The party was taken to a school building and held in a bathroom, where they were interrogated. The SLA men asked all of the captives their nationalities, and singled out the three Irishmen. One of the SLA men [Mahmoud] began talking about his late brother [Massoud]. According to O'Mahony the man was talking about his brother, whom he would later identify as Mahmoud Bazzi, and another man escorted them down a flight of stairs, where Bazzi shot him and left him there. Although badly wounded, O'Mahony survived. Barrett and Smallhorne escaped the building when the shooting began, but were recaptured by SLA men outside. The remaining members of the party left the building, with Klein carrying the wounded O'Mahony to a vehicle. One of the journalists claimed he saw Barrett and Smallhorne in the back of a car that was speeding away.

Barrett and Smallhorne were later found dead nearby. They had been shot dead and their bodies showed signs of torture.

==Trial==
Mahmoud Bazzi, the brother of Massoud Bazzi, who had been killed in the Battle of At Tiri, who was also member of the SLA, was the primary suspect in the murders. Shortly after the incident, he openly admitted to killing Barrett and Smallhorne on Lebanese television and claimed he did so to avenge his brother, but later retracted his statements, claiming his commander had forced him. In 1994, he was granted asylum in the United States, and worked as an ice cream vendor in Dearborn, Michigan.
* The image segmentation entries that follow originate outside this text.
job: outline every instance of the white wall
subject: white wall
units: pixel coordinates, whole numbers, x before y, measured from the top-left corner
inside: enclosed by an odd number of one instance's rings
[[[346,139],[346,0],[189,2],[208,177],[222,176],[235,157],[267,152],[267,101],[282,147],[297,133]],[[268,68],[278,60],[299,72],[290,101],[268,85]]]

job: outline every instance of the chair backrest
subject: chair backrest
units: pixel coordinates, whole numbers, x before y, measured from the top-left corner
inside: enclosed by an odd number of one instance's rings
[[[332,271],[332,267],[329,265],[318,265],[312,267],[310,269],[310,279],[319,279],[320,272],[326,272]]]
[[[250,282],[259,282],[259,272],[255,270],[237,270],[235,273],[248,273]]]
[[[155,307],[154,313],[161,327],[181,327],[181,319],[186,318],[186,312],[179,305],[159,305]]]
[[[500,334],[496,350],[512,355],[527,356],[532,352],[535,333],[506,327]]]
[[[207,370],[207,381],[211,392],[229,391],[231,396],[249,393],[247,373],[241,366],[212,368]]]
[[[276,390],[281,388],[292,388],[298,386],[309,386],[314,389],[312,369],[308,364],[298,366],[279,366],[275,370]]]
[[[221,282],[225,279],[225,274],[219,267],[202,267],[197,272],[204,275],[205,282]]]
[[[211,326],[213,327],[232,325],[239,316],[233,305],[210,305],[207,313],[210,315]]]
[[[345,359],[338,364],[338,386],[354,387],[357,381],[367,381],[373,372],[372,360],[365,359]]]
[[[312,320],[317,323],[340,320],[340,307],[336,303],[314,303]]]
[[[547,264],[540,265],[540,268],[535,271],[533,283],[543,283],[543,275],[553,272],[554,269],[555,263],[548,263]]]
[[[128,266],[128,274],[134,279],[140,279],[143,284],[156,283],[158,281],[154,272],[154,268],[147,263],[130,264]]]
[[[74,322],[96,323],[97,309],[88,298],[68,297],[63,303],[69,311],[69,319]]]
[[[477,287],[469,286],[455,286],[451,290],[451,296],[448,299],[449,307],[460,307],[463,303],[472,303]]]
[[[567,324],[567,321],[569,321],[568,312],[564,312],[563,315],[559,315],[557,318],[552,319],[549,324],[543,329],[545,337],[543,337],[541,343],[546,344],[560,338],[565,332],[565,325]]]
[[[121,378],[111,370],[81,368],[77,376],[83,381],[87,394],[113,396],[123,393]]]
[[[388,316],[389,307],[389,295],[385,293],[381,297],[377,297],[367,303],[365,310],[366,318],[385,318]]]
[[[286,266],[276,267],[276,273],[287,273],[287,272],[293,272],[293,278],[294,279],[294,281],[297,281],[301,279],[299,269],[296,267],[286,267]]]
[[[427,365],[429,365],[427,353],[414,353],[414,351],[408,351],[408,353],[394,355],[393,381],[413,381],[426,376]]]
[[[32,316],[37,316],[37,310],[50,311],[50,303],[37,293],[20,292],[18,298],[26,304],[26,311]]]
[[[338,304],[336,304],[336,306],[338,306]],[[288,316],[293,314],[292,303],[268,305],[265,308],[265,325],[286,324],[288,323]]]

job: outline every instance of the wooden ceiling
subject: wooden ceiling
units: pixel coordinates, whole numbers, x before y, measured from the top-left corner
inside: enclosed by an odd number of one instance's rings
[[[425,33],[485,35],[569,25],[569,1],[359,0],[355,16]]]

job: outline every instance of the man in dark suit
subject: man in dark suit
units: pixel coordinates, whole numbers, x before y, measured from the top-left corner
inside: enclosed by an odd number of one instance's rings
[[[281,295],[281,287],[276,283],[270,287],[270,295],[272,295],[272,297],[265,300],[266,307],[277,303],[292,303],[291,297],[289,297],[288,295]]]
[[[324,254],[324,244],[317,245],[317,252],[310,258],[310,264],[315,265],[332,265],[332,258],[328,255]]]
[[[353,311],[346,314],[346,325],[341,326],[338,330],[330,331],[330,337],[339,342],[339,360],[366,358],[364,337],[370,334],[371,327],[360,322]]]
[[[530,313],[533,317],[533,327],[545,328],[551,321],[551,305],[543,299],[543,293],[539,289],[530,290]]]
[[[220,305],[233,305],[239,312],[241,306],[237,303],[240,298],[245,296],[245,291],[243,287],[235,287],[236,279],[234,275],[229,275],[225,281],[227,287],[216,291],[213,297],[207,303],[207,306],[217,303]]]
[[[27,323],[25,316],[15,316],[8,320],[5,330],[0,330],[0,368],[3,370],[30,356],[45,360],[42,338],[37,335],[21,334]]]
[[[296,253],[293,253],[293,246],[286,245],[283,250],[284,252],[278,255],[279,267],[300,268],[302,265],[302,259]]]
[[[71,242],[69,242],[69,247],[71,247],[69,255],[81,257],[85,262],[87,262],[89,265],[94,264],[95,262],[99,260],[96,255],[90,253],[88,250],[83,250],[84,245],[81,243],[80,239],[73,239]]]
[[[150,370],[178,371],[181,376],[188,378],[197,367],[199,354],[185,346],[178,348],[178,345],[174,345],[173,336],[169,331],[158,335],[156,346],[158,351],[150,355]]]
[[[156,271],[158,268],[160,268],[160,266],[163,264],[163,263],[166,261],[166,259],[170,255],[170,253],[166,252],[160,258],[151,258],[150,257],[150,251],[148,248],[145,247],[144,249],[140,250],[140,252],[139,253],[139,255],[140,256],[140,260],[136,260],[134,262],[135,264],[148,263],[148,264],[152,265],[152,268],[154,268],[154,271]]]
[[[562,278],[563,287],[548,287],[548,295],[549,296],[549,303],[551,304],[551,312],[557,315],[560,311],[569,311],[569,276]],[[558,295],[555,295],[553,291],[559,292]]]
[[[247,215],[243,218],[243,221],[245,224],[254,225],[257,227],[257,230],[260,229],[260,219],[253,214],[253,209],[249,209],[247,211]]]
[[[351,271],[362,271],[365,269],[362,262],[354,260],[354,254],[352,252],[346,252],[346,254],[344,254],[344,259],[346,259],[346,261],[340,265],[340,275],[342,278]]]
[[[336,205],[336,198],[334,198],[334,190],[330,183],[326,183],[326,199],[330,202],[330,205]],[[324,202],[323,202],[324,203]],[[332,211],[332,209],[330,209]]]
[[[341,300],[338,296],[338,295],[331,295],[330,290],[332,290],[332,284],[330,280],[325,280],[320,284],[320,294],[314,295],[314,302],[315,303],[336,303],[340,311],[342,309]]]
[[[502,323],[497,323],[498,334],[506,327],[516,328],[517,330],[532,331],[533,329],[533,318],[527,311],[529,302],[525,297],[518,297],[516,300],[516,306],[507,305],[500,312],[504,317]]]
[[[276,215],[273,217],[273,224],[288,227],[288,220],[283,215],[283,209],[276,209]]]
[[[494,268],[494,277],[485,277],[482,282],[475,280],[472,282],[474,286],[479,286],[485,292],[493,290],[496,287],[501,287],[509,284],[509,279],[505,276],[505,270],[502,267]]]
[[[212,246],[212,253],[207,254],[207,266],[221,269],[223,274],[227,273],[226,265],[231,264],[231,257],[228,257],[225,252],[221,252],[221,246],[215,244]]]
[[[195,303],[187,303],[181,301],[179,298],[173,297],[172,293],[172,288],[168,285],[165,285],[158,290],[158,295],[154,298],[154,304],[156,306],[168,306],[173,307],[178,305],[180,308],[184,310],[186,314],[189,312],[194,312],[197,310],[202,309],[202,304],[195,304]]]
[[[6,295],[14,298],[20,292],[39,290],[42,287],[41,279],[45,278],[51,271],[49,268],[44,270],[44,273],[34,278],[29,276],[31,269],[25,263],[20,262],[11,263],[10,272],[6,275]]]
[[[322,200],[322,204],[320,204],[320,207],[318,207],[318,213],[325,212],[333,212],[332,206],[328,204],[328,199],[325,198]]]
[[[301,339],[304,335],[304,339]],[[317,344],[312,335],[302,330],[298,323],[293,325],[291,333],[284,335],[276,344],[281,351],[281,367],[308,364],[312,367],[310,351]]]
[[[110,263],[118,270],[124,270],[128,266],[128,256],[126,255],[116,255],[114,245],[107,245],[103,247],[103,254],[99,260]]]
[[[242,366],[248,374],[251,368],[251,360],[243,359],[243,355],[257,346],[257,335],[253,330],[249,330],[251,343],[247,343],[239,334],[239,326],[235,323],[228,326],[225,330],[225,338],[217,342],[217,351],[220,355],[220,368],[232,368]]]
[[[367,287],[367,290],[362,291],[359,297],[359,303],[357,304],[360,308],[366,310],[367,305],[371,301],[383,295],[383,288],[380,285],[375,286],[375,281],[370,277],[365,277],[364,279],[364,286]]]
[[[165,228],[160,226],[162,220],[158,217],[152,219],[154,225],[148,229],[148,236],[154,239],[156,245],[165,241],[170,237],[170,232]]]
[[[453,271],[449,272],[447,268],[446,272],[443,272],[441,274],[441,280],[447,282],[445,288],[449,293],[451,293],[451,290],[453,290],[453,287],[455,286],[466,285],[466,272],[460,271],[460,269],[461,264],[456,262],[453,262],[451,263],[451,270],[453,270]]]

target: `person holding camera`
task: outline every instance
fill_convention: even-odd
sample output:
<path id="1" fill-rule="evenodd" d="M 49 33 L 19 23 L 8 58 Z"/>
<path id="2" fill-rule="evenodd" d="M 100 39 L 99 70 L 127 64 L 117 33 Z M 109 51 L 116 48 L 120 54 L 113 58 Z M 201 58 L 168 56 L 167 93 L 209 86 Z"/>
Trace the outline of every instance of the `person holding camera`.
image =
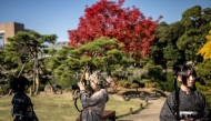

U.S. authorities interviewed one of the journalists involved and O'Mahony, and expressed their willingness to testify against Bazzi, but claimed that they had not heard anything more from the authorities for years. Bazzi was also interviewed by officials. In 2013, he applied for U.S. citizenship, but the application stalled when the investigation picked up.

In July 2014, Bazzi was arrested for "administrative immigration violations" by US federal agents at his Dearborn home. He was alleged to have entered the United States on a false passport. Friends and relatives of Privates Barrett and Smallhorne had been seeking his deportation to Lebanon to face war crimes charges. In August 2014, Bazzi confessed to immigration fraud and agreed to be deported to Lebanon.

In late 2015, Mahmoud Bazzi was arrested and put on trial before a Beirut military court with a seven-judge panel. John O'Mahony gave evidence during the trial, and positively identified Bazzi as the man who shot him and led Barrett and Smallhorne away. He was protected at all times by a Close Protection Team from the Irish Army Ranger Wing. The trial was adjourned until April 2016, and on 8 September 2016 was further adjourned.

In 2018 it was reported that Bazzi had been found guilty in a Lebanese military court of "collaboration with Israel" and sentenced to 5 years of "hard labour". A hearing on the murder charges was due to occur in late June 2018.

On 21 December 2020, a Lebanese military court said it had found ex-militia member Mahmoud Bazzi guilty of the murders of Private Thomas Barrett and Private Derek Smallhorne on 18 April 1980. The court sentenced Bazzi to life in prison, but immediately reduced this sentence to 15 years on the basis of his age (he was 76 at time of conviction).